Possible limitations of the current study may include that the blood samples and dietary intake data from 3-day food diaries were only collected at baseline whereas multiple time periods throughout the year may have been of more significance. Many deficiency states happen over a period of time depending on the micronutrient, so analysis of a ‘snap shot’ on the time scale may not be the most representative of micronutrient levels. Some also argue serum measurements aren’t the most accurate assessment of nutritional status for every micronutrient. Calcium status for example, bone mineral density is potentially a more accurate measure than serum calcium levels as serum calcium is so tightly regulated within the blood. Consequently if serum calcium levels fluctuate this is not necessarily an indication of status, but rather something is affecting bone calcium release or renal processing and reabsorption [56]. Also in this study, iodine status is measured by assessing thyroglobulin levels in the blood. Higher thyroglobulin levels suggest that the thyroid is working harder to compensate for low iodine levels and may be an indication of iodine deficiency [16]. However some experts suggest urinary iodine tests are a more accurate measure of status.
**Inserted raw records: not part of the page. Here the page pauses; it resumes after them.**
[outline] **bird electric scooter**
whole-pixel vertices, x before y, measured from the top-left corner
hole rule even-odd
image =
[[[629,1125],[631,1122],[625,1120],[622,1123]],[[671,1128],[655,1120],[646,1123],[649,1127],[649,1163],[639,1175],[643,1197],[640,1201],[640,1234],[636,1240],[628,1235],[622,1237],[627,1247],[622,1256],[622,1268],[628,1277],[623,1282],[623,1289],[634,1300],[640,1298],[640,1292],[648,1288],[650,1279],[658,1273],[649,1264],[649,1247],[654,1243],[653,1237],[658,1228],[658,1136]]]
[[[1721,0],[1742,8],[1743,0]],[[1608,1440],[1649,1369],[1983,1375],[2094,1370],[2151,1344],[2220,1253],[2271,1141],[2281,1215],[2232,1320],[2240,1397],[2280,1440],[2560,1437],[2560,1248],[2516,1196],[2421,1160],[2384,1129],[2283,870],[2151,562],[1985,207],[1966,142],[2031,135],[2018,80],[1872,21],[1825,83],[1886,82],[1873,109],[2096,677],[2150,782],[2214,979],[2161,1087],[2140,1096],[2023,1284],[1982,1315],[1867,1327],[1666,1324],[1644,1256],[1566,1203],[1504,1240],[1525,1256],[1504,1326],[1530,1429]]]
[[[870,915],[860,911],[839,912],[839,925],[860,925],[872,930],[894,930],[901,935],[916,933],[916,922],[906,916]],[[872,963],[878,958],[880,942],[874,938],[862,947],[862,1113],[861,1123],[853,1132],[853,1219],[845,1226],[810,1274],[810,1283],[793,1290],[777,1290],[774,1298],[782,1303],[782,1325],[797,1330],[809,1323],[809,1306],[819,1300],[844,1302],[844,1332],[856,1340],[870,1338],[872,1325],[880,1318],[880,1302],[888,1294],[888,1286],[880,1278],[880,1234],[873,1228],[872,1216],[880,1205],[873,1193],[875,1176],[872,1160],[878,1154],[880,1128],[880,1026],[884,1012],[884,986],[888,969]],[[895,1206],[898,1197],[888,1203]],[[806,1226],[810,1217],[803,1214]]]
For the purposes of the confines of this study, serum measurement of micronutrients was the best method available at the time. Misreporting by participants also had the potential to introduce confounders for this study. Including under reporting or not enough detail recorded by participants of food diaries, consumption of multivitamins that weren’t recorded, starting medications that may interfered with the data.
Significance
With studies of overweight and obese individuals, it is not often that their baseline nutritional status is examined. By comparing serum micronutrient levels against the clinical reference intervals for Australia, it shows that dietary intake affects nutritional status and not just body weight, further highlighting the importance of following dietary recommendations for fruit and vegetables.